Pro-Life Activism, Abortion and Subjectivity Before Birth: Discursive Practices and Anthropological Perspectives
Abstract
This paper is intended as a critical examination of pro-life discursive practices. It is based on ethnographic research
conducted in Lombardia (northern Italy) among a group of pro-life activists. Pro-life activism in Italy has a predominantly Catholic
matrix and subjects who participated in my research mainly come from a Catholic background. However, their discursive
strategies are not framed in religious terms. Although informed by ethical concerns, pro-life activists make a great use of
scientific material (images and descriptions of intrauterine development) to advocate their idea of the fetus as a human being
with a right to life and to prove that subjectivity precedes birth. In this paper I consider the empirical and theoretical implications
of the overlapping of moral issues and scientific knowledge.
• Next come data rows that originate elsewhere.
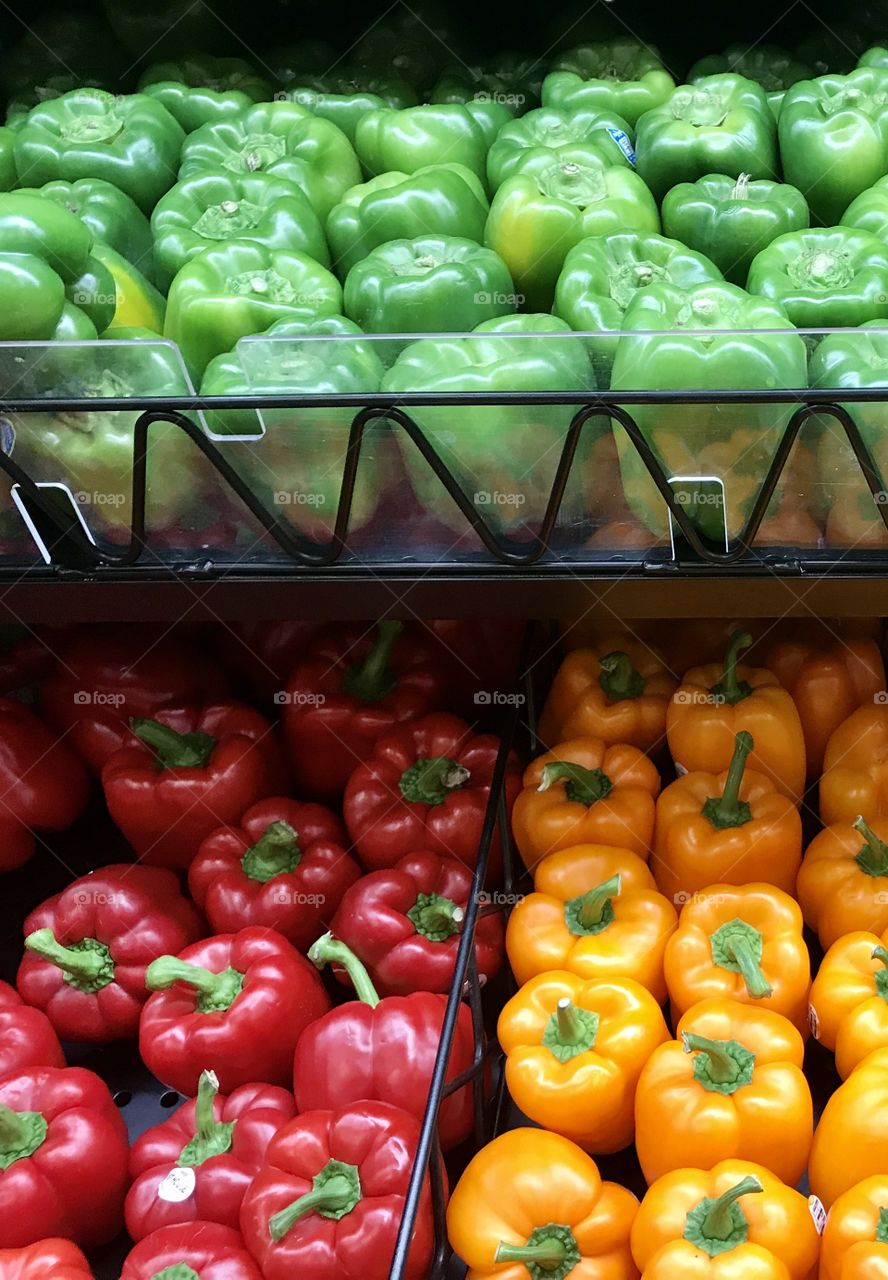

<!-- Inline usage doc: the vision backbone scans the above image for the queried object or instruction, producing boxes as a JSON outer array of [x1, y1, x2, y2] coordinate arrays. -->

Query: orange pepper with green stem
[[512, 737, 660, 870], [631, 1160, 820, 1280], [447, 1129, 638, 1280], [496, 972, 669, 1155], [505, 845, 678, 1004], [667, 631, 805, 804], [651, 730, 802, 902]]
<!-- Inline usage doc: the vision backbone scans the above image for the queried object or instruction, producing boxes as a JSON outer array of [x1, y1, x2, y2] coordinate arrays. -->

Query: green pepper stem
[[308, 933, 379, 1009]]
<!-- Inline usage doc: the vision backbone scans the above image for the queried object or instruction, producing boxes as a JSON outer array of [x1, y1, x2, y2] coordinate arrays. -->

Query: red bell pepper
[[241, 1102, 435, 1280], [0, 1239, 93, 1280], [102, 703, 283, 870], [124, 1071, 296, 1240], [330, 852, 503, 996], [343, 713, 521, 876], [188, 799, 361, 951], [0, 982, 65, 1080], [293, 933, 475, 1151], [0, 698, 90, 872], [37, 623, 228, 774], [120, 1222, 264, 1280], [280, 622, 444, 800], [0, 1066, 128, 1249], [17, 863, 205, 1044], [138, 929, 330, 1097]]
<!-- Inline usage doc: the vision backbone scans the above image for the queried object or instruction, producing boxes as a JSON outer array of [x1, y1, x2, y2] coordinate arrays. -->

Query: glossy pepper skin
[[139, 928, 330, 1097], [281, 621, 444, 800], [779, 67, 888, 227], [124, 1071, 296, 1240], [635, 1000, 814, 1187], [505, 845, 678, 1004], [326, 164, 490, 279], [651, 730, 802, 904], [512, 737, 660, 870], [15, 88, 184, 214], [164, 239, 342, 378], [293, 933, 475, 1151], [496, 970, 669, 1155], [632, 1160, 820, 1280], [343, 712, 519, 870], [447, 1129, 638, 1280], [667, 631, 805, 803], [15, 863, 206, 1044], [796, 818, 888, 947], [188, 796, 361, 951], [0, 1066, 127, 1249], [151, 169, 330, 288], [635, 73, 777, 200], [664, 884, 811, 1036], [120, 1222, 262, 1280], [0, 982, 65, 1080], [330, 850, 503, 996], [663, 173, 810, 288], [101, 703, 285, 870], [343, 236, 518, 333]]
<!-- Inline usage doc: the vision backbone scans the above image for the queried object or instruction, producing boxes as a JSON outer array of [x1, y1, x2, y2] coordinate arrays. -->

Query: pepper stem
[[701, 730, 755, 831], [308, 933, 379, 1009], [342, 622, 404, 703]]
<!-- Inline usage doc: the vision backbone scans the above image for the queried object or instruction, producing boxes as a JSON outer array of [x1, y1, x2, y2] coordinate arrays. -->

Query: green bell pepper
[[179, 101, 361, 220], [344, 236, 518, 333], [663, 173, 810, 288], [15, 88, 184, 212], [635, 74, 777, 200], [326, 164, 489, 276], [383, 315, 596, 532], [779, 67, 888, 227], [485, 164, 660, 311], [749, 227, 888, 329], [543, 40, 676, 125], [151, 169, 330, 288], [610, 283, 807, 543], [354, 102, 488, 180], [164, 241, 342, 376]]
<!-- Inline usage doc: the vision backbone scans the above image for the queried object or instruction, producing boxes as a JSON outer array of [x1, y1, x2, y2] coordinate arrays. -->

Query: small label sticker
[[608, 124, 635, 164], [157, 1169, 197, 1204]]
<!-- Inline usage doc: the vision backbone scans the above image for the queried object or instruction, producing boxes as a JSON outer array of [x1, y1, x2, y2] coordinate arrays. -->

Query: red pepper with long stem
[[343, 713, 521, 876], [124, 1071, 296, 1240], [0, 1066, 128, 1249], [330, 852, 503, 996], [281, 622, 445, 800], [241, 1101, 435, 1280], [139, 929, 330, 1097], [188, 797, 361, 951], [293, 933, 475, 1151], [17, 863, 205, 1044]]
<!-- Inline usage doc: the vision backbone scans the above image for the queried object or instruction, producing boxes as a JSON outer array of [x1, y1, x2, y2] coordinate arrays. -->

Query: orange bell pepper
[[807, 1048, 888, 1208], [663, 883, 811, 1036], [820, 694, 888, 827], [796, 818, 888, 948], [667, 631, 805, 803], [631, 1160, 820, 1280], [496, 970, 669, 1155], [540, 635, 678, 751], [820, 1174, 888, 1280], [810, 932, 888, 1080], [505, 845, 678, 1005], [651, 730, 802, 905], [447, 1129, 638, 1280], [763, 637, 885, 778], [635, 1001, 814, 1187], [512, 737, 660, 870]]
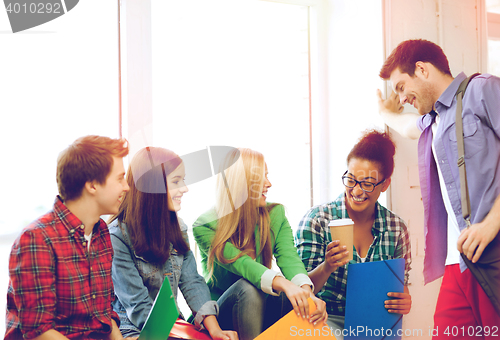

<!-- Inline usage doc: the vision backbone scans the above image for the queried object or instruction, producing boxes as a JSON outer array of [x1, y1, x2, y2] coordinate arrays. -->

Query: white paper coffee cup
[[328, 218, 354, 260]]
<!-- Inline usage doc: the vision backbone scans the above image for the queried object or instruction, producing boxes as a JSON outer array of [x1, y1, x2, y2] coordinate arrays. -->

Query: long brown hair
[[207, 148, 276, 276], [109, 147, 189, 263]]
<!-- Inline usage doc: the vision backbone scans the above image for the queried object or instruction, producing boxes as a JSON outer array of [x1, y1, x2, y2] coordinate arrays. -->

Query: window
[[0, 0, 119, 334], [486, 0, 500, 76], [151, 0, 311, 231]]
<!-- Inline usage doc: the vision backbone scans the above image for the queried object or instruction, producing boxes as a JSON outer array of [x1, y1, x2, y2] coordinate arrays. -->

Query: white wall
[[384, 0, 485, 339]]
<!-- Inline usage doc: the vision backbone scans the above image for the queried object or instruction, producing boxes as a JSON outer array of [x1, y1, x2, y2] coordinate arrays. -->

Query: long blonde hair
[[207, 148, 275, 277]]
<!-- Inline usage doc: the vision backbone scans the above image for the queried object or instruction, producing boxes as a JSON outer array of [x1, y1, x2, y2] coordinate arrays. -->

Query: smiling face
[[345, 158, 391, 213], [167, 162, 188, 211], [95, 157, 130, 215], [390, 62, 439, 115], [259, 164, 272, 207]]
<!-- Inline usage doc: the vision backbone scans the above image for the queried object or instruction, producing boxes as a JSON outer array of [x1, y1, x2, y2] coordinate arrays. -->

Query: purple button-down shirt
[[417, 73, 500, 283]]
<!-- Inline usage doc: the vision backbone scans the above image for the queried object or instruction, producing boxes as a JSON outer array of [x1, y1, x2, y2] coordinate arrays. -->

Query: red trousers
[[432, 264, 500, 340]]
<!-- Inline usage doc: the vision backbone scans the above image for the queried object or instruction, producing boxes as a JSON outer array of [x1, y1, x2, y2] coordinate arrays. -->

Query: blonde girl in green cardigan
[[193, 149, 327, 339]]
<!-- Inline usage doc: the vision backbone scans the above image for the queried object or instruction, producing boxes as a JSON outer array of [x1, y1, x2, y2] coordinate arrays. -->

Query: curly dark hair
[[379, 39, 451, 80], [347, 130, 396, 178]]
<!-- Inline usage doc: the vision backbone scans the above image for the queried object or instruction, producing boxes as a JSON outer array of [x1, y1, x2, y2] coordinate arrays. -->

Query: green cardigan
[[193, 204, 312, 299]]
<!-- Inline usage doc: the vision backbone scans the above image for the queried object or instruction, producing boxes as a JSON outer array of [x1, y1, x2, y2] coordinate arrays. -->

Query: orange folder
[[254, 298, 336, 340]]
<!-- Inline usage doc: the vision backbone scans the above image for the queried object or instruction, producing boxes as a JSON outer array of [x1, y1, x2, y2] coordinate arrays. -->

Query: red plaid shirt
[[5, 197, 119, 340]]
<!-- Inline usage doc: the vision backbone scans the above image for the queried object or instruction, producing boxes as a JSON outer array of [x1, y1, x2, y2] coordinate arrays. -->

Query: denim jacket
[[109, 219, 218, 335]]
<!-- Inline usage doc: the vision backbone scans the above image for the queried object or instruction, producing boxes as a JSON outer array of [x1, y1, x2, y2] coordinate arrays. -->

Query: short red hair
[[56, 135, 129, 200]]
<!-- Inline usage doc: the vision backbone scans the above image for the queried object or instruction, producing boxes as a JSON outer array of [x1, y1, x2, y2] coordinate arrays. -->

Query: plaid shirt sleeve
[[5, 201, 119, 340], [394, 218, 411, 286], [9, 226, 57, 339]]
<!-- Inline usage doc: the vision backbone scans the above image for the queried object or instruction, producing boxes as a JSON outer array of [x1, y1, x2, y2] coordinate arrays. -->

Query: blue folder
[[344, 259, 405, 340]]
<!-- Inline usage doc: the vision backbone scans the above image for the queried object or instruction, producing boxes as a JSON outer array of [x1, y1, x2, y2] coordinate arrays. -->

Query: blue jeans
[[217, 278, 292, 340]]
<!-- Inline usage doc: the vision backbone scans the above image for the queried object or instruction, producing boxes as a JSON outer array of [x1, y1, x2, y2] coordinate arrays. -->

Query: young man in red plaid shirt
[[5, 136, 129, 340]]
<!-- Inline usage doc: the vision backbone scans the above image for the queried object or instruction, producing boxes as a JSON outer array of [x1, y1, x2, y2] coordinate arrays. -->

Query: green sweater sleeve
[[193, 210, 268, 290], [270, 205, 307, 280]]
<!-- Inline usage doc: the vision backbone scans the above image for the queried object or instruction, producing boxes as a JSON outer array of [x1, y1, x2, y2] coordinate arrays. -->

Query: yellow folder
[[254, 298, 336, 340]]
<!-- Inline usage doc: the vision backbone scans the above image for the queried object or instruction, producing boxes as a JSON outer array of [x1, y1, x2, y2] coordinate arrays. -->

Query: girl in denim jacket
[[109, 147, 238, 340]]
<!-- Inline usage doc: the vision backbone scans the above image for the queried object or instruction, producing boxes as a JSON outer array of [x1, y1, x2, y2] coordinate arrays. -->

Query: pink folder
[[254, 298, 336, 340]]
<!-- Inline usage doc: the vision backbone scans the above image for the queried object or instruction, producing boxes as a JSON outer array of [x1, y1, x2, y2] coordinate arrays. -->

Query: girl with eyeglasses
[[295, 130, 411, 339], [193, 149, 327, 340]]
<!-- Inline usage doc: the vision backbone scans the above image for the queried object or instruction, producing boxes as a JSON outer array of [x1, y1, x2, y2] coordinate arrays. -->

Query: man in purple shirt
[[379, 40, 500, 339]]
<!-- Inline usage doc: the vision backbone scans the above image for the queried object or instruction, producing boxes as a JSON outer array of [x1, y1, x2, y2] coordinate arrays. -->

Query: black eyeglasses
[[342, 170, 385, 192]]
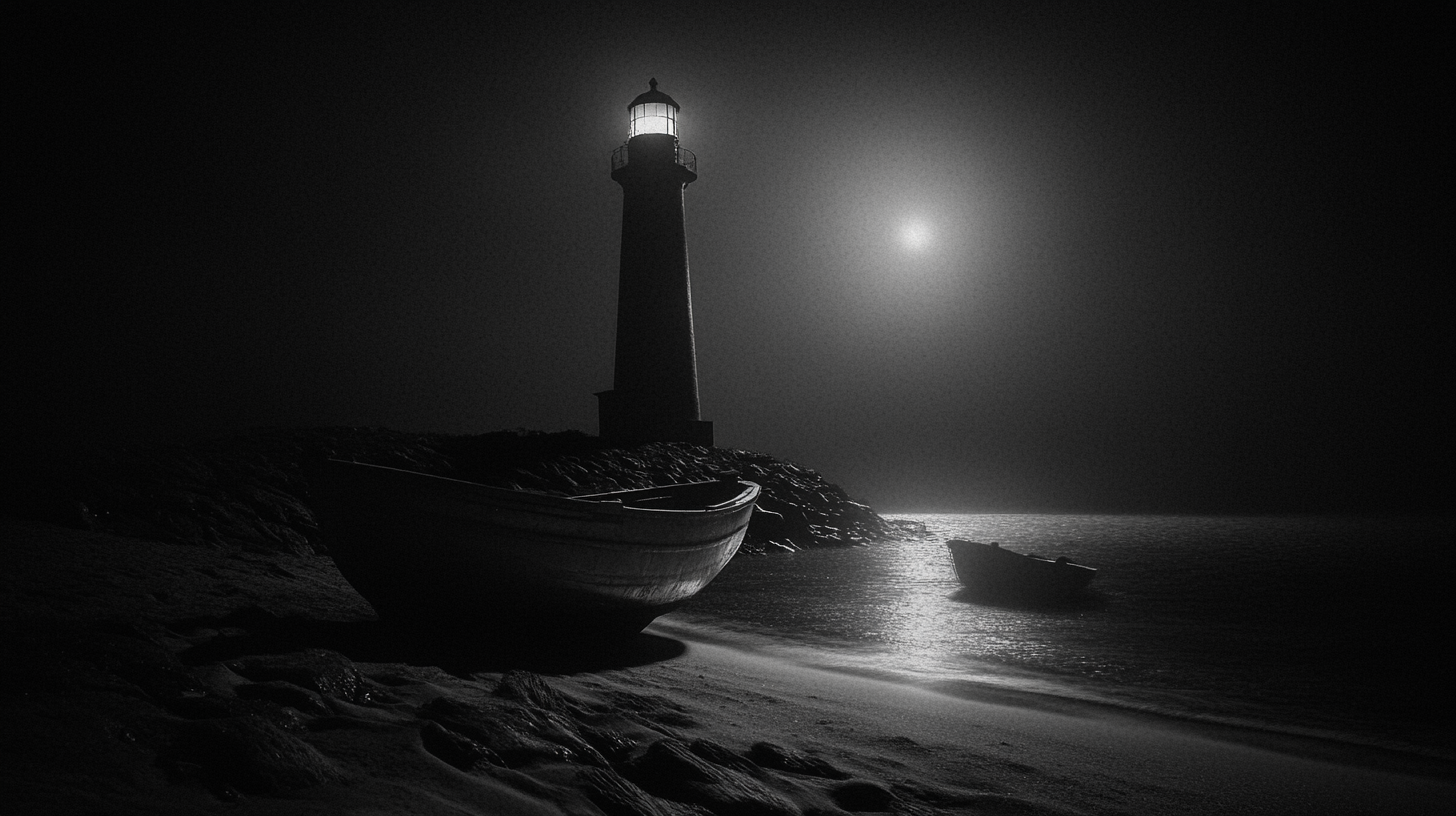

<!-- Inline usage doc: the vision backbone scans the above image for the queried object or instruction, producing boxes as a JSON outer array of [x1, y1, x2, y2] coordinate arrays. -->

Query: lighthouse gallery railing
[[612, 144, 697, 173]]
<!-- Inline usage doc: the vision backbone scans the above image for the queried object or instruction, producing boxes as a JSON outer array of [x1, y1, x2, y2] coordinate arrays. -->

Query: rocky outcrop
[[13, 428, 891, 554]]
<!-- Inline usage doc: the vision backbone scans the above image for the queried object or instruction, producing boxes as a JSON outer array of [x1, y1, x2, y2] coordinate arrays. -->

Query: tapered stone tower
[[597, 79, 713, 446]]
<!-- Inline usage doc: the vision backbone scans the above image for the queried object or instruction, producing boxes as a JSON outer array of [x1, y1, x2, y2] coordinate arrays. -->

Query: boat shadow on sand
[[167, 606, 687, 678]]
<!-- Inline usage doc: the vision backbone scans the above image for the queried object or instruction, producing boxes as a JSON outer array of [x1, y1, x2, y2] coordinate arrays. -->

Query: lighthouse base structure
[[597, 391, 713, 447]]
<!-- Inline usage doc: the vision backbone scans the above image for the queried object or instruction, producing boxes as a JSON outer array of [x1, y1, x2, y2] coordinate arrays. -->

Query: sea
[[668, 513, 1456, 764]]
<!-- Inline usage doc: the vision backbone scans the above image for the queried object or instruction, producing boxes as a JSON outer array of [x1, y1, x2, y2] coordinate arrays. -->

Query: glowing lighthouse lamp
[[597, 79, 713, 446]]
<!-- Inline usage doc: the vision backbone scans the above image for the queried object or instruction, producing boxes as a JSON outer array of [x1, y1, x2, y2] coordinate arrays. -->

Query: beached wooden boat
[[313, 460, 759, 638], [946, 539, 1096, 603]]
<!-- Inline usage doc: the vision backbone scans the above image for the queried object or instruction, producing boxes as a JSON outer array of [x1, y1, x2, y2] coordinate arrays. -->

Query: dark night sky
[[6, 3, 1456, 511]]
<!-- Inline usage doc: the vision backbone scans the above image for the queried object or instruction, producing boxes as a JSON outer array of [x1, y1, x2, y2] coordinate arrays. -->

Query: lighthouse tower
[[597, 79, 713, 446]]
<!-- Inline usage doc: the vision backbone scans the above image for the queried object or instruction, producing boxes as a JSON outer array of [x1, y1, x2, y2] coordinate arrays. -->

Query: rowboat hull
[[946, 541, 1096, 603], [316, 462, 759, 637]]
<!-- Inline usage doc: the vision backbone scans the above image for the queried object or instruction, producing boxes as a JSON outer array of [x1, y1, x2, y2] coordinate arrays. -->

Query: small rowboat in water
[[946, 539, 1096, 603], [314, 460, 759, 638]]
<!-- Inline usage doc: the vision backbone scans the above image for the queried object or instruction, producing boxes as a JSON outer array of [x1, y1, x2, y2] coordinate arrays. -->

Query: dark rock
[[227, 648, 373, 704], [419, 720, 505, 771], [495, 669, 572, 715], [237, 680, 333, 717], [628, 739, 799, 816], [748, 742, 849, 780], [828, 780, 895, 813], [687, 739, 761, 777], [419, 697, 607, 768], [165, 715, 339, 794], [577, 768, 712, 816], [17, 428, 893, 554]]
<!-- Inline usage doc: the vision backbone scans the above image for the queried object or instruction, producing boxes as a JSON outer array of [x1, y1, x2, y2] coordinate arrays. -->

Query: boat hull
[[316, 462, 759, 637], [946, 541, 1096, 603]]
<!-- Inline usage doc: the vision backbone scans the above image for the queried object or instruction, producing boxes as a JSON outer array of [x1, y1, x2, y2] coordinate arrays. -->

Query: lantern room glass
[[628, 102, 677, 138]]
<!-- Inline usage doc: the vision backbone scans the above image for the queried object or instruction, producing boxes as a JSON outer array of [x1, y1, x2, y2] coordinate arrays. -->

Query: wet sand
[[0, 522, 1456, 816]]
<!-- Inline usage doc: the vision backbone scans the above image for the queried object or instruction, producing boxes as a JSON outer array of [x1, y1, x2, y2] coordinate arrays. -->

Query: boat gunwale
[[326, 459, 763, 516]]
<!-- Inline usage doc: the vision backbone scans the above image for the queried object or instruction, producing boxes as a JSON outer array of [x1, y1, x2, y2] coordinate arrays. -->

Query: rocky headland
[[16, 427, 894, 554]]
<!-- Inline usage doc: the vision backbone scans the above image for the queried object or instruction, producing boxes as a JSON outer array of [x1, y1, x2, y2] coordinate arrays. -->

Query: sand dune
[[0, 522, 1456, 815]]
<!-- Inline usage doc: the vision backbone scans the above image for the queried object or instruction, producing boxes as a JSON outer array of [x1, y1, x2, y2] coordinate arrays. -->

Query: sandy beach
[[0, 522, 1456, 815]]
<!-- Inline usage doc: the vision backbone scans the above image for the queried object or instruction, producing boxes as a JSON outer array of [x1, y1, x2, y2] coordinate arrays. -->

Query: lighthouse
[[597, 79, 713, 446]]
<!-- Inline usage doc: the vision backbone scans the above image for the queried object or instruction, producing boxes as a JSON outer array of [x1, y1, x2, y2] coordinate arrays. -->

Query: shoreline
[[8, 522, 1456, 816], [661, 615, 1456, 778]]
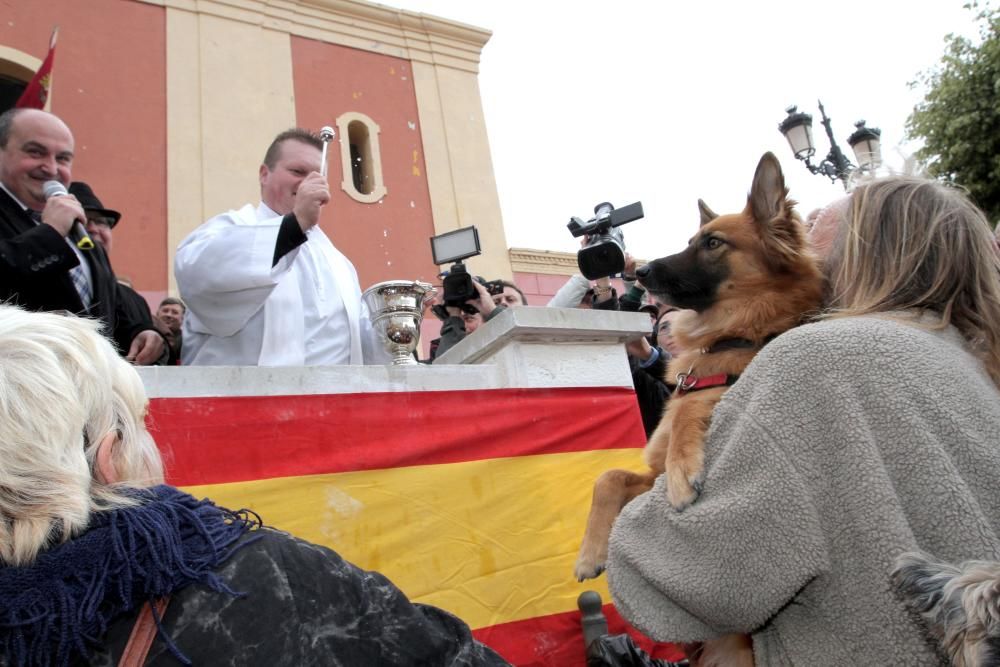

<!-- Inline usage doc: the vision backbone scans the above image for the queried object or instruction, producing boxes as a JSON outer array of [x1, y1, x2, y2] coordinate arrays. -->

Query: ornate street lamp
[[778, 101, 882, 190]]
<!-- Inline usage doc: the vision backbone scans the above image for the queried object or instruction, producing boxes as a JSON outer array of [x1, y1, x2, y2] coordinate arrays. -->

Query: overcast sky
[[384, 0, 975, 259]]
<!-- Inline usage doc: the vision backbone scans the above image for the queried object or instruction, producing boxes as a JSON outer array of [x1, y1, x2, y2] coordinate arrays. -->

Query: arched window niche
[[337, 111, 387, 204]]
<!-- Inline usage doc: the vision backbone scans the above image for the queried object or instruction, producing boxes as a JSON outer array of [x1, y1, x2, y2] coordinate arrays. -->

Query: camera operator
[[431, 280, 507, 363]]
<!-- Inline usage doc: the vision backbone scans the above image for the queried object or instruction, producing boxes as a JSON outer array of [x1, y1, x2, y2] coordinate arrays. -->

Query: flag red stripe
[[14, 29, 58, 109], [147, 387, 646, 486], [472, 604, 684, 667]]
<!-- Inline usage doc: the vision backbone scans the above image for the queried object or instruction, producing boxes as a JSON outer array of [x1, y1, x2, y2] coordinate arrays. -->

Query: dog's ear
[[747, 152, 788, 222], [698, 199, 719, 227]]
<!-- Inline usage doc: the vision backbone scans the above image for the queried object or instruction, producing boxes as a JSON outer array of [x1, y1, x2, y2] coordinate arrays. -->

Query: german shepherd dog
[[575, 153, 823, 665], [892, 552, 1000, 667]]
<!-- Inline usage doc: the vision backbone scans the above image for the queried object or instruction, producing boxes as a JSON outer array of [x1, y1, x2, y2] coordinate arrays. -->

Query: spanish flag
[[149, 387, 681, 667], [14, 26, 59, 109]]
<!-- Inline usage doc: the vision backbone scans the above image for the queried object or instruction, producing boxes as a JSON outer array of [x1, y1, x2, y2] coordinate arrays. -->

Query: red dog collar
[[676, 373, 740, 396]]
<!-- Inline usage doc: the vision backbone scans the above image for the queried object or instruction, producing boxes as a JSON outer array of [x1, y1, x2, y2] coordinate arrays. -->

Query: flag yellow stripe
[[185, 445, 643, 628]]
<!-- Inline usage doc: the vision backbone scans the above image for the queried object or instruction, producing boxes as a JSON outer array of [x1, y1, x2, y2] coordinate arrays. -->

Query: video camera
[[566, 201, 643, 280], [431, 226, 503, 312]]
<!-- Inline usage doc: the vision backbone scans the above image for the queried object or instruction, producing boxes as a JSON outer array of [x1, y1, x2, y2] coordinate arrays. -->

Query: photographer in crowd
[[431, 278, 528, 362]]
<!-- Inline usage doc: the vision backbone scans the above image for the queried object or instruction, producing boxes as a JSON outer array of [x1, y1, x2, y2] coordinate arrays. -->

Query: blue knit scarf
[[0, 486, 260, 665]]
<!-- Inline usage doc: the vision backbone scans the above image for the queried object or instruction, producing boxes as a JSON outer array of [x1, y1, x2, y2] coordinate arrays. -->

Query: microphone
[[42, 181, 94, 250]]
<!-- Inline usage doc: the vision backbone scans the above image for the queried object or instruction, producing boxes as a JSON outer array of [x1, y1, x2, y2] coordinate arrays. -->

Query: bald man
[[0, 109, 165, 364]]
On one hand, pro-life activists emphasize the similarities between
the fetus and the newborn child; they also attribute the unborn some of the characteristics of the Western-informed notion of
person: individuality, autonomy, the ability to communicate and interact, and some form of consciousness. I argue that the
definition of fetus as person relies on a teleology of vital processes that presupposes a specific moral order. On the other hand,
pro-life discursive practices allow to reconsider the uses of the Western idea of the person at the margins of human life and to
articulate a critical approach to the biologization of the abortion debate.